Increased postischemic brain injury in mice deficient in uracil-DNA glycosylase (original) (raw)

Uracil-DNA glycosylase targeting construct. We isolated an EcoRI restriction fragment that contained a large portion of the ung gene. The EcoRI restriction fragment was shown to contain exons 1 to 5 and the mitochondria-specific exon 1a by use of a combination of PCR and Southern hybridization techniques. The Neo or hyg-tk targeting vectors were constructed by replacing the _NcoI_-ApaI fragment with a neomycin-resistance cassette or a hygromycin-thymidine kinase–resistance cassette, thereby deleting exons 1, 2, and 3 and part of exon 4 of the ung gene. Homologous recombination of the neo targeting vector in murine 129/SvJae ES cell (J1 ES cells) resulted in the generation of Ung+/neo ES cells, which were used for injection in Balb/c blastocysts. To confirm homologous targeting in ES cells, isolated genomic DNAs were digested with SacI, separated, and blotted on Zetabind nylon membrane (CUNO, Meriden, Connecticut, USA). The blotted DNA fragments were hybridized to radioactive-labeled outside probe from exon 6. Outside probe from exon 6 was amplified from genomic DNA (5′-AAGCGTCACCATGTCCTGCAG-3′ and 5′-GAAATCTCTAACTCTAAAGGATAAAGCGG-3′). Radioactive-labeled probes were synthesized by random labeling (Prime-It-II; Stratagene). WT allele produced a band of 8.2 kb, whereas the neo allele and hyg-tk allele produce bands of 5.2 kb and 4.1 kb, respectively. Only gender-matched littermates from a mixed 129/SvJae ∞ Balb/c background were used for experiments reported in this study.
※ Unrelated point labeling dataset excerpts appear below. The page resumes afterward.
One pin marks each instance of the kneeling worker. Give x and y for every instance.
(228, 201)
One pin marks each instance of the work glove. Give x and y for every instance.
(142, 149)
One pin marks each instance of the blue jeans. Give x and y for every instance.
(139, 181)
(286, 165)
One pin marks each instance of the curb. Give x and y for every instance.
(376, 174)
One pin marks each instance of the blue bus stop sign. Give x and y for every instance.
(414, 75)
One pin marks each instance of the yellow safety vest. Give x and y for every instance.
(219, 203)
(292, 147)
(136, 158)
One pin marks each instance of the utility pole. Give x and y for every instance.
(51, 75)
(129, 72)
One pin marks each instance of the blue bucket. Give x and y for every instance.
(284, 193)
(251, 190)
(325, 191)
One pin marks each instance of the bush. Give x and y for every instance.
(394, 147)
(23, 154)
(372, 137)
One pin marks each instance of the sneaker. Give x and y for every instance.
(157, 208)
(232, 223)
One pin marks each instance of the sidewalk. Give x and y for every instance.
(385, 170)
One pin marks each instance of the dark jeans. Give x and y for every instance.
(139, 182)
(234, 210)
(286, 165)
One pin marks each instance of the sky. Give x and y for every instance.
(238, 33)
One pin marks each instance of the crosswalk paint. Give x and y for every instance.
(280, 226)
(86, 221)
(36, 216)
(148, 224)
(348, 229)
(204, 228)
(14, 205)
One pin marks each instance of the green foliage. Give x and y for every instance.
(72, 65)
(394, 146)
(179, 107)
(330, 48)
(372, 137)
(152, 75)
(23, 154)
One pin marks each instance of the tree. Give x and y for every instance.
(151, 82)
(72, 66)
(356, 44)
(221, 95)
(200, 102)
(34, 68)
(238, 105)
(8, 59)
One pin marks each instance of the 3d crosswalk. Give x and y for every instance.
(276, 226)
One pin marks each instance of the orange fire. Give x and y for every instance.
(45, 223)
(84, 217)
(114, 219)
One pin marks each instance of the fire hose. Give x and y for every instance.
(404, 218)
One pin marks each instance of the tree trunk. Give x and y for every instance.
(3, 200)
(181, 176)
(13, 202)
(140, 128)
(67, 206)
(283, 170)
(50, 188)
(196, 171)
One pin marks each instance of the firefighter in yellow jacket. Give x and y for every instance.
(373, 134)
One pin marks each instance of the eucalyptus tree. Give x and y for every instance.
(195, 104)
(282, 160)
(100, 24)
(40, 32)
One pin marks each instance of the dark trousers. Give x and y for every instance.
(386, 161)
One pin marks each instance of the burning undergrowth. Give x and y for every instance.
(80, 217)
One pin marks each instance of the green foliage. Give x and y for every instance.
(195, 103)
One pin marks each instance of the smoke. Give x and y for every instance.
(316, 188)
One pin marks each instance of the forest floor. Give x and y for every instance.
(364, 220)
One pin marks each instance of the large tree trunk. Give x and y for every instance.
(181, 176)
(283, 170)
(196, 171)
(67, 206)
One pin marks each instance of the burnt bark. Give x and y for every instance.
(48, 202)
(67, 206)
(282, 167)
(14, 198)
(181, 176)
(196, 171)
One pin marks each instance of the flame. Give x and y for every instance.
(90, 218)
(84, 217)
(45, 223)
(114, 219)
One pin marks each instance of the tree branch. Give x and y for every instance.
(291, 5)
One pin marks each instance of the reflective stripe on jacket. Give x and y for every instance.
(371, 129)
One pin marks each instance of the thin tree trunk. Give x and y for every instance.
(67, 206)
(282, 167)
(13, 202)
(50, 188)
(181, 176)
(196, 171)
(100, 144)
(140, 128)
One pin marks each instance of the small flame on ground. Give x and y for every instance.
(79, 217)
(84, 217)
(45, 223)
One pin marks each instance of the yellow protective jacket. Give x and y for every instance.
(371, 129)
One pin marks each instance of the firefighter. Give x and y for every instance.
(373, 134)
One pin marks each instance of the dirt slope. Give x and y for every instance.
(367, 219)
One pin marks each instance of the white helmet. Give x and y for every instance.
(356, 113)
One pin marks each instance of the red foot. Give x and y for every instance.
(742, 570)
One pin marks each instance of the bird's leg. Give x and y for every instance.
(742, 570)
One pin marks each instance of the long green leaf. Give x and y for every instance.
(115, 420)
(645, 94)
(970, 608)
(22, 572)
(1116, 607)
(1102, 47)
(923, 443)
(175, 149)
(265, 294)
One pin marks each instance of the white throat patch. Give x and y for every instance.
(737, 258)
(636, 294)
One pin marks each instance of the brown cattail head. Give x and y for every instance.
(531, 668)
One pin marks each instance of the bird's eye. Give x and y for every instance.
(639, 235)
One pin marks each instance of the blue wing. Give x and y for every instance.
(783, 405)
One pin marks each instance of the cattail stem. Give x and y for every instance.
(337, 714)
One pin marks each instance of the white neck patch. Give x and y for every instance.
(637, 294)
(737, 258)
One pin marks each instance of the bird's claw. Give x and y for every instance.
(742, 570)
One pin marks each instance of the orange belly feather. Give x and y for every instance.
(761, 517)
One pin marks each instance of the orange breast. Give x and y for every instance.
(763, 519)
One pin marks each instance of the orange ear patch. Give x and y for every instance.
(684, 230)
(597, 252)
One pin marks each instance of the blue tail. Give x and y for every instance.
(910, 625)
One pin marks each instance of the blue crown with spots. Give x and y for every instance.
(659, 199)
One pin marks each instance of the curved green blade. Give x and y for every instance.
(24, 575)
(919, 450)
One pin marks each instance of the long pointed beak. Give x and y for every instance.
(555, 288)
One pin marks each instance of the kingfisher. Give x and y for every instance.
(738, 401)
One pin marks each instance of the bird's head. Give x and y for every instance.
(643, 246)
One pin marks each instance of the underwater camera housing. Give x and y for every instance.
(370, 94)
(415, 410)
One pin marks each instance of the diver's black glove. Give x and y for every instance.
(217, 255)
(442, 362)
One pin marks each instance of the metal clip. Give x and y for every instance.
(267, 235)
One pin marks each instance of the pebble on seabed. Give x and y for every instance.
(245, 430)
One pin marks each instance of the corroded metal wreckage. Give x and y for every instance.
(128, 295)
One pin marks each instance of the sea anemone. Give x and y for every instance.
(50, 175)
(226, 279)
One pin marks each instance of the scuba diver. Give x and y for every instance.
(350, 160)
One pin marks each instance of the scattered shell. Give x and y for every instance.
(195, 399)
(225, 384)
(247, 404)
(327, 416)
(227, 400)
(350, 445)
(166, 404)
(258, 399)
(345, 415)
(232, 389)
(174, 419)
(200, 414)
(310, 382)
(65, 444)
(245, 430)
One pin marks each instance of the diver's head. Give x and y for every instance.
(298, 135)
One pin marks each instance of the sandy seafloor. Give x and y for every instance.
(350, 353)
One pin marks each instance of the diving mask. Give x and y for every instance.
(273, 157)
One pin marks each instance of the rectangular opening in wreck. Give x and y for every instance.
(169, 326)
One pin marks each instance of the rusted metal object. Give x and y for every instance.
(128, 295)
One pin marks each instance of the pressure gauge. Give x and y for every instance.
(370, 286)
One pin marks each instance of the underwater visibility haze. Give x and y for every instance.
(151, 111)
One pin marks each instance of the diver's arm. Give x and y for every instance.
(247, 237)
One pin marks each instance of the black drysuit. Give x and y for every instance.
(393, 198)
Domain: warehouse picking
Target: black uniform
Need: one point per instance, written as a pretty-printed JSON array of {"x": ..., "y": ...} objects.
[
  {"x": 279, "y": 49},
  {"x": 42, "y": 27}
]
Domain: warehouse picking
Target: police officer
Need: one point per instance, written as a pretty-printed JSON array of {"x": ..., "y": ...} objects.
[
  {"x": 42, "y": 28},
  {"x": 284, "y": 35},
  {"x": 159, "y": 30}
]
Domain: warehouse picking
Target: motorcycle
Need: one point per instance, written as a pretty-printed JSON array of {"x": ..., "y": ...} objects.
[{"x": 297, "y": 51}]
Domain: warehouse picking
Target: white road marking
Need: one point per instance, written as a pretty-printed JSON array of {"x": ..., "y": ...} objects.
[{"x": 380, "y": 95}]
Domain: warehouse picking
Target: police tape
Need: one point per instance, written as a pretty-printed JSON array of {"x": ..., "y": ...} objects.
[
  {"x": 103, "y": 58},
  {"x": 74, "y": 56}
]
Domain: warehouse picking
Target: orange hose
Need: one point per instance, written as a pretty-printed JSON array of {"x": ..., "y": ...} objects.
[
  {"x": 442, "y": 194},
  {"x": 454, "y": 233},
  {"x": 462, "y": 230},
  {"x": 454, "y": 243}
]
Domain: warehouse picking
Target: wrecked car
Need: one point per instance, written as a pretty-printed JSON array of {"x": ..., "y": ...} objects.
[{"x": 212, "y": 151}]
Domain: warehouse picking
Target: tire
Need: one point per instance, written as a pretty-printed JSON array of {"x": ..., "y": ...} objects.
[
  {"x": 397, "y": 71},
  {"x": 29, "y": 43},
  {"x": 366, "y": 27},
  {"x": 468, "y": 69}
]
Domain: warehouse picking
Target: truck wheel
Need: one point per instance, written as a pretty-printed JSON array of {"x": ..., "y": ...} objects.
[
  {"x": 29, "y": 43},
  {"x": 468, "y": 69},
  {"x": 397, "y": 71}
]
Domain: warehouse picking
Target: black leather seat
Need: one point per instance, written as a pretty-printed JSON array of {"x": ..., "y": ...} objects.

Cell culture and transfection. WT ES cells (J1 ES cells) (28), Ung+/– mutant ES, and Ung–/– mutant ES cells were cultivated on irradiated MEFs as described (29) or without MEFs by use of a high concentration of leukemia inhibitory factor (LIF) (1,000 U/ml). Transfection of plasmids (Neo or hyg-tk targeting vectors) was performed by the application of the cationic liposome reagent DOTAP from Boehringer Mannheim/Roche Bioscience (Mannheim, Germany). MEFs were cultured in HEPES-buffered Dulbecco’s modified Eagle medium with high glucose (Gibco-BRL, Langley, Oklahoma, USA); 10% heat-inactivated fetal calf serum (HyClone, South Logan, Utah, USA); 0.1 mM nonessential amino acids (Gibco-BRL); 0.1 mM β-mercaptoethanol (Sigma-Aldrich, Deisenhofen, Germany); LIF; and the antibiotics penicillin and streptomycin.

Uracil-DNA glycosylase activity assay (cell culture). ES cells were grown without MEF. Shock-frozen cells or tissues were ground with mortar and pestle and resuspended in activity buffer (20 mM Tris-HCl, pH 7.8; 100 mM KCl; 2 mM EDTA; 1 mM EGTA; 5 mM β-mercaptoethanol; and proteinase inhibitors). Protein concentrations were normalized. Uracil excision activity in lysates was measured by the ability to excise uracil from a [γ-32P]-ATP end-labeled oligonucleotide (5′-GCTTGCATGCCTGCAGGTCGAUTCTAGAGGATCCCCGGGTACCGAGCTCGA-3′) that was hybridized before to a complementary oligonucleotide (5′-TCGAGCTCGGTACCCGGGGATCCTCTAGAGTCGACCTGCAGGCATGCAAGC-3′) to create a G:U mismatch base pair substrate. Apyrimidinic sites were cleaved by basic pH and high temperature (90°C for 3 minutes). The cleaved and uncleaved oligonucleotides were separated on a 15% TBE-urea-acrylamide gel, and bands were quantified by densitometry.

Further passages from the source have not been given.